= Mariyad, Manjeri =

Village in Kerala, India

Mariyad is a location in Manjeri Municipality in Malappuram district of Kerala State of south India.

Mariyad is the Joint of Manjer municipality, Pookkottur Panchayath, Anakayam Panchayath

==Culture==
Mariyad village is a predominantly Muslim populated area. Hindus exist in comparatively smaller numbers. So the culture of the locality is based upon Muslim traditions. Duff Muttu, Kolkali and Aravanamuttu are common folk arts of this locality. There are many libraries attached to mosques giving a rich source of Islamic studies. Most of the books are written in Arabi-Malayalam which is a version of the Malayalam language written in Arabic script. People gather in mosques for the evening prayer and continue to sit there after the prayers discussing social and cultural issues. Business and family issues are also sorted out during these evening meetings. The Hindu minority of this area keeps their rich traditions by celebrating various festivals in their temples. Hindu rituals are done here with a regular devotion like other parts of Kerala.

==Facilities==
Manjeri Govt Medical College - 6km.

Manjeri Payyanad Stadium -10km.

Malappuram collectorate - 10km.

Karipur Airport - 21km.

Calicut University - 27km.

Angadippuram Railwaystation - 25km.

Tirur Railway Station - 38km.
.

==Transportation==
Mariyad village connects to other parts of India through Manjeri town and Pookkottur.

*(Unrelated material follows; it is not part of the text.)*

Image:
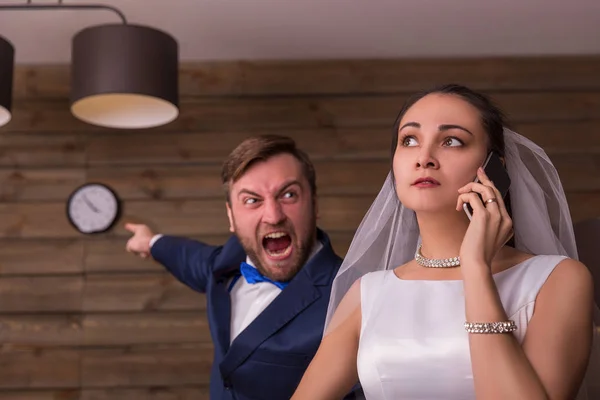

National highway No.213 passes through Pookkottur; a town located two kilometre away from Mariyad. National Highway No.966 connects to Palakkad and Coimbatore. The nearest airport is at Kozhikode. The nearest major railway station is at Tirur.

Direct road access to state and national highways - Mariyad- Pookkottur(NH.213) -2Km. Mariyad- Alukkal(SH.) - 2KM Mariyad- Irumbuzhi(SH.71)- 4.5km. Mariyad- Manjeri -6 km.